Companies are going to be looking for ways to operate with fewer people, and Novakovic said evidence of an accelerated shift to automation is already showing up. Many fast food restaurants now ask you to order on a touchscreen, for example, instead of verbalizing your order to a human, and John Deere just brought its first fully automated tractor to market.
“The Great Resignation is related to the pandemic, but it’s not about being sick—it’s about dealing with the consequences of workforce issues that finally reached a tipping point and got people thinking differently.”
At Egg Innovations, Brunnquell said his team has been looking at options to automate wherever they can. “Even if we get to a spot . . . where COVID doesn’t exist or it’s very benign, it’s going to leave a legacy of an entirely different manufacturing process,” he said. What this shift will mean for workers and communities and whether it will lead to better, safer jobs or leave low-income communities in the lurch is already being considered by academics, worker advocates, and farmers in many places.
Brunnquell is also shifting the company toward sourcing more domestically to avoid future global shipping delays. In 2021, about half of the organic soybean meal Egg Innovations’ farmers fed to chickens came from India; this year, all of it will come from American farmers. Increased interest in domestic soy and corn has sent feed prices soaring, though, and the company is upping its supermarket prices to reflect that cost.
Similarly, companies like BrightFarms are focused on producing fresh foods closer to where they’re headed, so that customers on the East Coast, for example, won’t rely entirely on California for greens. And it’s not just indoor farming that’s looking closer to home: The pandemic has boosted a number of projects to strengthen local and regional food systems from grain to meat, and the U.S. Department of Agriculture recently announced investments in small- and medium-sized meatpacking plants, which are more likely to produce meat for local, not global, markets.

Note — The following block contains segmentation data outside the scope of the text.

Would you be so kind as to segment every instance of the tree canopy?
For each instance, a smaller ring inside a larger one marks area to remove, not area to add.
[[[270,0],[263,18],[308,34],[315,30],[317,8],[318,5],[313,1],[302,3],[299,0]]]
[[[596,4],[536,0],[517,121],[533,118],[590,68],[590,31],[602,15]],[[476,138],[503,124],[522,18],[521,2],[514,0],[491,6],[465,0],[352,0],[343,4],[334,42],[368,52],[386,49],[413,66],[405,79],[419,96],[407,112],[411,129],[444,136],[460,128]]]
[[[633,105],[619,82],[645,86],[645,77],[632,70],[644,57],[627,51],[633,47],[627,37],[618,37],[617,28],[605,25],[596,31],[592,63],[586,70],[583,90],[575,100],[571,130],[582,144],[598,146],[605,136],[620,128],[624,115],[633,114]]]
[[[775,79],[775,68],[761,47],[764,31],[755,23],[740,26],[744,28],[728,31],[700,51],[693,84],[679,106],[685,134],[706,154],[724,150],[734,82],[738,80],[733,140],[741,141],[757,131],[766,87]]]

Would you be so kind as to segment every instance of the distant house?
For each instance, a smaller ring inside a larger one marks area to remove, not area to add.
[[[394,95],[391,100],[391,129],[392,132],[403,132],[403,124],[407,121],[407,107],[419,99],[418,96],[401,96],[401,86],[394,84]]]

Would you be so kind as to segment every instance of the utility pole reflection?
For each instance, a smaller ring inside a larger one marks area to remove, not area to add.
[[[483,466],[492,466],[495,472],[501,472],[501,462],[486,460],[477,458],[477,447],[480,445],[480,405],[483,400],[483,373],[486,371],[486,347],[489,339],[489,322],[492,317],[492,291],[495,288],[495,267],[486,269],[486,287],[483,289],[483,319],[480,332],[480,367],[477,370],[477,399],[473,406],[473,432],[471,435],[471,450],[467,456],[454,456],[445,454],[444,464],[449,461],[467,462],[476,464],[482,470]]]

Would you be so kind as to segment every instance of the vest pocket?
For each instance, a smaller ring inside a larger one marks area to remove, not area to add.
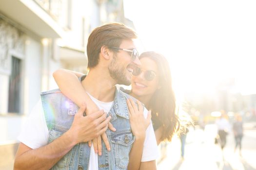
[[[48,143],[52,142],[53,140],[60,136],[65,132],[65,130],[59,129],[56,127],[50,130],[49,131]],[[72,165],[74,153],[78,149],[79,145],[76,145],[54,165],[52,170],[62,170],[62,168],[68,167]],[[65,170],[66,169],[65,169]]]
[[[129,163],[129,153],[135,138],[129,130],[114,134],[111,139],[115,151],[116,165],[121,170],[126,170]]]

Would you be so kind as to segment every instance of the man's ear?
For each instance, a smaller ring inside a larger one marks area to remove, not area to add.
[[[105,59],[108,60],[110,57],[109,49],[106,46],[103,46],[100,48],[100,54]]]

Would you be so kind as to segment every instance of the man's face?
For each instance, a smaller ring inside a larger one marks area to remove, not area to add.
[[[119,47],[120,49],[133,50],[136,49],[132,40],[123,40]],[[140,62],[138,57],[132,60],[131,53],[118,50],[113,53],[113,59],[108,67],[111,77],[117,81],[117,84],[128,85],[131,84],[132,73],[134,66],[140,66]]]

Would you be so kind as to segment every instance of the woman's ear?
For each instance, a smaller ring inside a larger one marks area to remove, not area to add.
[[[110,58],[109,49],[106,46],[103,46],[100,48],[100,54],[105,59],[108,60]]]

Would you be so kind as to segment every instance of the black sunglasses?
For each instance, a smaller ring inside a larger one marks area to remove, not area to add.
[[[132,58],[132,60],[133,61],[135,60],[136,59],[136,57],[138,57],[138,52],[137,51],[137,50],[135,49],[131,50],[125,49],[120,49],[119,48],[117,48],[115,47],[110,47],[109,48],[117,50],[123,50],[124,51],[129,52],[129,53],[130,53],[131,54],[131,58]]]
[[[157,74],[153,70],[148,70],[142,71],[142,70],[138,67],[136,67],[136,68],[134,69],[132,74],[134,76],[137,76],[140,74],[142,72],[144,72],[144,78],[146,80],[148,81],[153,80],[155,77],[157,76]]]

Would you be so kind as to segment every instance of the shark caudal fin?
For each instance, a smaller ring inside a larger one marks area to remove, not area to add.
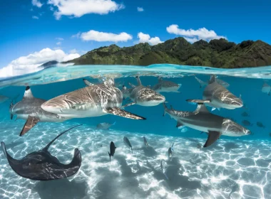
[[[208,85],[208,83],[207,82],[203,82],[203,80],[200,80],[199,78],[198,78],[197,77],[195,76],[195,78],[197,80],[197,81],[200,83],[200,87],[203,87],[204,86],[206,86]]]
[[[139,77],[136,76],[136,80],[138,81],[138,86],[142,85],[141,81],[140,81],[140,79],[139,79]]]
[[[92,85],[93,85],[93,83],[91,83],[90,82],[88,82],[88,81],[87,80],[86,80],[86,79],[83,79],[83,82],[85,83],[86,86],[87,86],[87,87],[89,87],[89,86],[92,86]]]
[[[213,82],[216,82],[216,77],[215,75],[211,75],[211,77],[210,78],[209,85],[212,84]]]
[[[104,110],[104,112],[132,119],[146,119],[145,117],[126,112],[118,107],[107,108]]]
[[[29,115],[29,117],[24,124],[23,129],[20,133],[20,136],[26,134],[31,129],[32,129],[38,122],[39,122],[39,118],[36,117],[31,117]]]
[[[50,143],[46,145],[46,146],[45,146],[45,147],[44,148],[43,150],[44,150],[44,151],[47,151],[48,149],[49,149],[50,146],[53,144],[53,142],[55,141],[56,139],[57,139],[59,136],[61,136],[61,135],[63,135],[63,134],[64,133],[66,133],[66,131],[69,131],[69,130],[71,130],[72,129],[76,128],[76,127],[79,127],[79,126],[81,126],[81,125],[83,125],[83,124],[78,124],[78,125],[76,125],[76,126],[75,126],[75,127],[71,127],[71,128],[70,128],[70,129],[67,129],[67,130],[63,131],[63,132],[61,133],[59,135],[58,135],[54,139],[53,139],[51,141],[50,141]]]

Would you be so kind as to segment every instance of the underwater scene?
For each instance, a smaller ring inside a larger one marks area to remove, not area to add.
[[[271,67],[0,79],[0,198],[271,198]]]

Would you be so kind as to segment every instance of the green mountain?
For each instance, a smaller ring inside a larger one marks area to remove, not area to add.
[[[193,44],[182,37],[150,45],[139,43],[120,48],[113,44],[88,52],[67,63],[78,65],[135,65],[172,63],[215,68],[244,68],[271,65],[271,45],[261,41],[235,44],[225,39]]]

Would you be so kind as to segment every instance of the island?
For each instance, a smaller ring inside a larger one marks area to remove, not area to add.
[[[148,43],[120,48],[113,44],[69,60],[76,65],[133,65],[168,63],[236,68],[271,65],[271,45],[262,41],[236,44],[220,38],[194,43],[178,37],[150,45]]]

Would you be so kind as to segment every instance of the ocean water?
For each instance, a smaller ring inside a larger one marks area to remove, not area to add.
[[[23,136],[19,134],[25,121],[10,119],[11,100],[21,100],[27,85],[34,97],[49,100],[83,87],[83,78],[98,83],[105,77],[115,77],[121,88],[128,82],[136,85],[136,75],[144,85],[158,83],[157,77],[162,76],[182,84],[180,93],[161,93],[168,106],[193,111],[196,105],[185,100],[202,99],[204,90],[195,76],[207,82],[212,74],[230,84],[227,89],[241,95],[245,104],[243,108],[212,113],[234,119],[240,124],[249,121],[251,125],[245,127],[251,135],[222,136],[211,146],[198,149],[207,135],[188,127],[176,128],[174,119],[163,117],[162,104],[126,108],[146,120],[106,115],[61,123],[39,122]],[[174,65],[75,65],[1,79],[0,95],[9,100],[0,104],[0,141],[6,143],[14,158],[20,159],[40,150],[60,132],[83,125],[60,136],[49,149],[63,163],[71,161],[75,148],[81,151],[79,171],[66,179],[35,181],[20,177],[0,151],[0,198],[271,198],[271,96],[261,90],[270,74],[271,67],[223,70]],[[250,117],[243,117],[244,112]],[[96,129],[99,123],[115,122],[109,130]],[[259,122],[265,127],[259,127]],[[133,154],[123,144],[124,136],[134,149]],[[143,136],[150,147],[143,146]],[[108,151],[111,141],[117,148],[110,164]],[[173,142],[173,158],[168,160],[168,149]],[[163,159],[168,179],[160,167]]]

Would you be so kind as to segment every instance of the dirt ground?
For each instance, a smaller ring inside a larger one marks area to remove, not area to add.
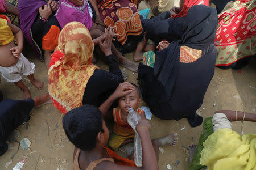
[[[131,59],[133,53],[126,55]],[[44,63],[35,58],[34,53],[26,54],[28,59],[36,65],[35,77],[44,82],[44,87],[38,90],[24,77],[26,85],[31,87],[32,97],[45,94],[48,91],[47,70]],[[97,65],[103,69],[108,69],[106,65],[100,61]],[[234,109],[256,113],[256,60],[253,58],[250,64],[241,70],[221,70],[216,68],[215,74],[212,80],[199,113],[204,118],[212,116],[218,109]],[[137,83],[137,74],[127,70],[129,76],[127,81]],[[202,73],[202,74],[203,74]],[[188,84],[188,86],[193,86]],[[21,99],[22,91],[14,83],[7,83],[3,78],[0,84],[5,99]],[[141,105],[146,105],[142,102]],[[184,106],[185,107],[185,106]],[[18,148],[18,143],[13,142],[13,148],[0,157],[0,169],[12,169],[23,158],[26,162],[22,169],[71,169],[73,146],[65,135],[62,128],[63,114],[52,104],[33,109],[32,117],[26,125],[18,128],[20,135],[18,141],[24,137],[31,142],[30,147],[23,150]],[[159,152],[160,169],[168,169],[170,164],[172,169],[188,169],[189,161],[183,146],[197,143],[202,129],[201,126],[192,128],[187,120],[178,121],[161,120],[153,116],[150,121],[150,134],[152,139],[164,137],[171,133],[179,134],[179,143],[176,147],[163,146],[164,153]],[[233,123],[234,129],[241,133],[241,123]],[[181,130],[185,127],[185,129]],[[245,133],[255,133],[256,124],[245,122],[242,131]],[[17,152],[14,156],[13,156]],[[13,157],[11,159],[11,157]],[[6,163],[12,163],[5,168]],[[175,163],[179,161],[176,166]]]
[[[178,6],[179,1],[174,1],[174,5]],[[32,97],[47,92],[47,70],[44,63],[35,58],[35,55],[32,52],[24,54],[30,62],[36,65],[35,78],[45,83],[44,88],[39,91],[31,86],[27,78],[23,78],[25,84],[31,87]],[[131,60],[133,54],[131,53],[126,54],[126,56]],[[101,61],[99,61],[97,65],[102,69],[108,70],[107,66]],[[137,83],[137,74],[126,70],[129,74],[127,81]],[[5,99],[22,99],[22,91],[14,83],[6,82],[3,78],[0,84],[0,90]],[[142,101],[141,105],[146,105]],[[233,109],[256,113],[255,58],[253,58],[250,63],[241,70],[216,68],[204,103],[197,111],[199,114],[206,118],[212,116],[215,110],[219,109]],[[17,139],[19,142],[22,138],[27,137],[31,142],[30,147],[24,150],[18,147],[18,142],[13,142],[12,147],[0,157],[0,169],[12,169],[23,158],[26,160],[22,169],[24,170],[71,169],[74,147],[68,141],[63,129],[63,114],[52,104],[34,108],[31,114],[32,117],[30,121],[18,128],[20,135]],[[152,139],[164,137],[173,132],[177,132],[179,134],[179,143],[176,146],[162,147],[164,152],[159,152],[159,169],[168,169],[167,165],[169,164],[174,170],[188,169],[189,159],[183,147],[197,143],[202,126],[192,128],[186,119],[178,121],[161,120],[154,116],[150,122],[151,124],[150,135]],[[242,124],[236,122],[233,122],[233,129],[241,134]],[[255,133],[255,128],[256,124],[245,122],[242,130],[245,133]],[[6,165],[8,165],[6,163],[11,161],[11,163],[6,168]]]

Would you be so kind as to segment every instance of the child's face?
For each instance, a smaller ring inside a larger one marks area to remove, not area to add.
[[[135,89],[130,94],[119,99],[118,104],[122,112],[127,113],[130,108],[133,108],[136,110],[140,101],[141,99],[138,95],[138,91]]]
[[[83,5],[84,3],[84,0],[69,0],[69,2],[77,6]]]

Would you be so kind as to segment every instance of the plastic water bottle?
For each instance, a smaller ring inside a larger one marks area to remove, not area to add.
[[[128,124],[135,132],[134,137],[134,162],[136,166],[142,167],[142,148],[141,147],[141,138],[136,131],[136,126],[141,117],[133,108],[129,108],[128,112],[127,118]]]

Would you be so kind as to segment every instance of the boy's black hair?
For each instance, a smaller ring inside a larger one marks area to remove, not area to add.
[[[102,113],[96,107],[83,105],[69,111],[62,120],[63,128],[70,141],[83,151],[96,145],[96,137],[102,128]]]
[[[139,96],[139,99],[141,99],[141,91],[139,90],[139,87],[138,87],[137,85],[136,85],[131,82],[129,82],[129,83],[131,83],[131,84],[133,84],[133,86],[135,87],[135,88],[137,90],[138,96]]]

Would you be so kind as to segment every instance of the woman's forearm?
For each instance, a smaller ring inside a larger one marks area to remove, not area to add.
[[[142,169],[158,169],[158,160],[150,139],[148,129],[141,128],[138,133],[142,147]]]
[[[98,8],[98,3],[97,2],[97,0],[89,0],[89,1],[90,4],[92,5],[92,7],[95,10],[95,12],[96,12],[96,15],[100,15],[100,12]]]
[[[18,46],[19,46],[19,48],[22,50],[23,49],[24,41],[23,34],[22,33],[22,31],[20,30],[19,32],[18,32],[15,34],[15,37],[17,39]]]
[[[218,113],[225,114],[230,122],[243,120],[243,117],[245,117],[243,120],[256,122],[256,114],[255,113],[232,110],[220,110],[215,112],[215,113]]]

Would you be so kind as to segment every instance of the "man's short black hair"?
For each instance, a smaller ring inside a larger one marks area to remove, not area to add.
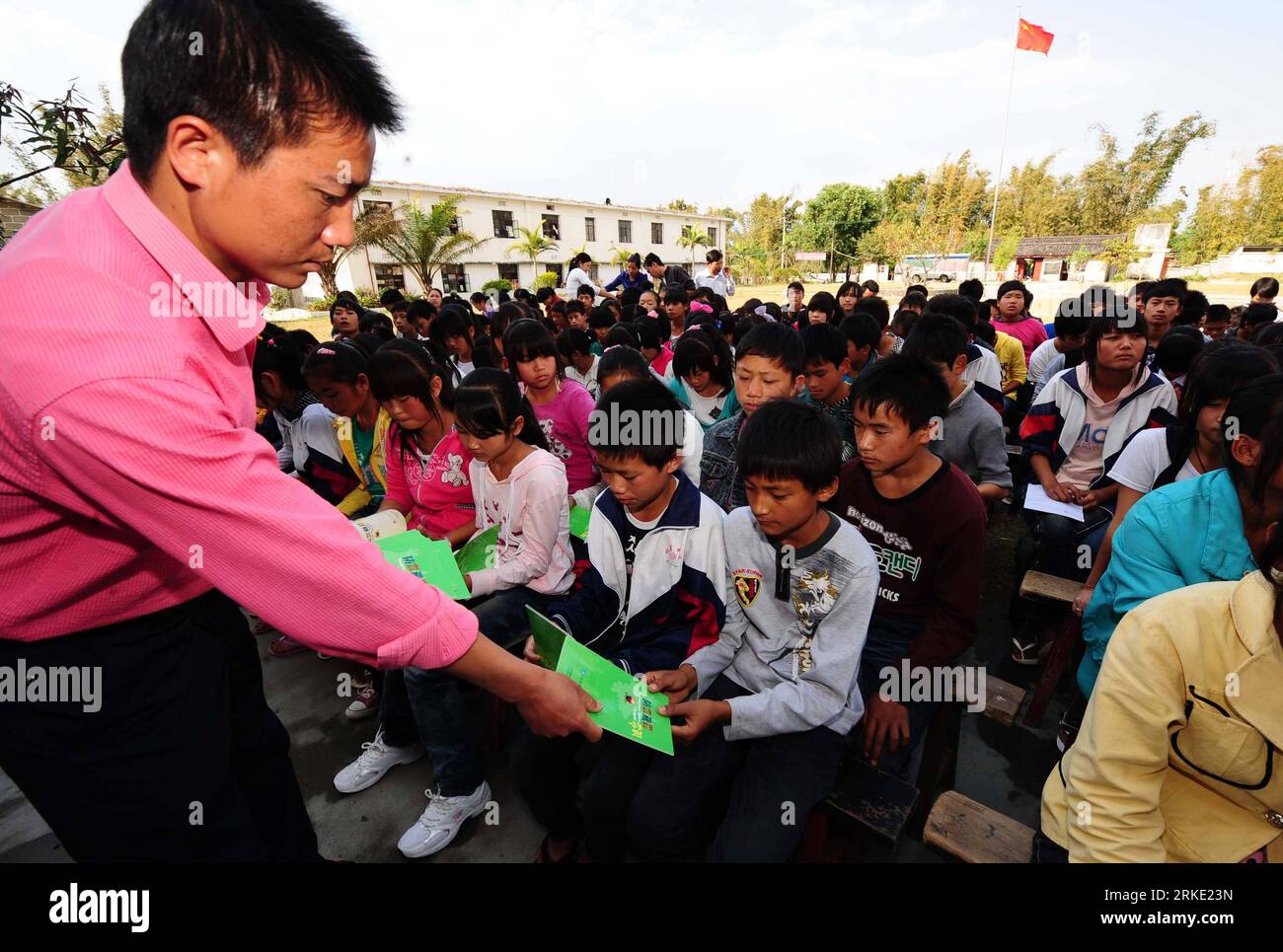
[[[844,318],[838,326],[857,348],[878,349],[878,344],[881,340],[881,327],[878,325],[878,318],[861,310],[858,305],[854,313]]]
[[[906,294],[905,298],[908,298]],[[948,314],[970,331],[978,319],[975,302],[965,294],[937,294],[922,308],[924,314]]]
[[[819,493],[842,470],[842,431],[815,404],[771,400],[744,423],[735,466],[743,479],[797,480],[807,493]]]
[[[1248,294],[1255,298],[1277,298],[1279,294],[1279,280],[1277,277],[1259,277],[1252,281],[1252,290]]]
[[[214,126],[246,167],[322,124],[402,128],[378,62],[312,0],[151,0],[124,41],[121,78],[124,148],[144,181],[177,115]]]
[[[847,335],[830,323],[812,323],[802,328],[802,346],[806,349],[806,366],[831,363],[840,367],[851,357],[847,349]]]
[[[784,367],[790,377],[799,376],[806,370],[806,348],[798,332],[784,323],[769,322],[758,325],[739,341],[735,359],[761,357]]]
[[[642,457],[659,468],[681,452],[685,426],[677,398],[648,373],[602,394],[588,421],[588,445],[598,457]]]
[[[1185,299],[1185,291],[1188,290],[1189,285],[1184,282],[1184,278],[1165,277],[1161,281],[1155,281],[1146,287],[1141,293],[1141,300],[1150,300],[1150,298],[1175,298],[1183,303]]]
[[[928,312],[905,339],[902,354],[948,367],[966,350],[967,328],[957,318]]]
[[[896,354],[866,367],[851,387],[852,405],[866,413],[879,408],[921,430],[949,411],[949,389],[940,372],[913,357]],[[770,404],[767,404],[770,405]]]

Another shift that is already happening, Novakovic said, is that many supermarkets will go back to having “precautionary stocks” of certain popular items. Previously, the rapid expansion of Walmart’s low-cost model pushed the entire industry to “just-in-time” stocking in order to keep costs as low as possible to compete, he said. But the pandemic has revealed the reasoning behind the other option: a “just-in-case” model. That model involves added costs due to warehousing, so stores will essentially be asking consumers to pay more for the assurance that the food they need will be in stock.
In the end, it’s clear that we’re not the only ones who have been changed by COVID; our food supply—with all its myriad complications—has clearly been changed as well.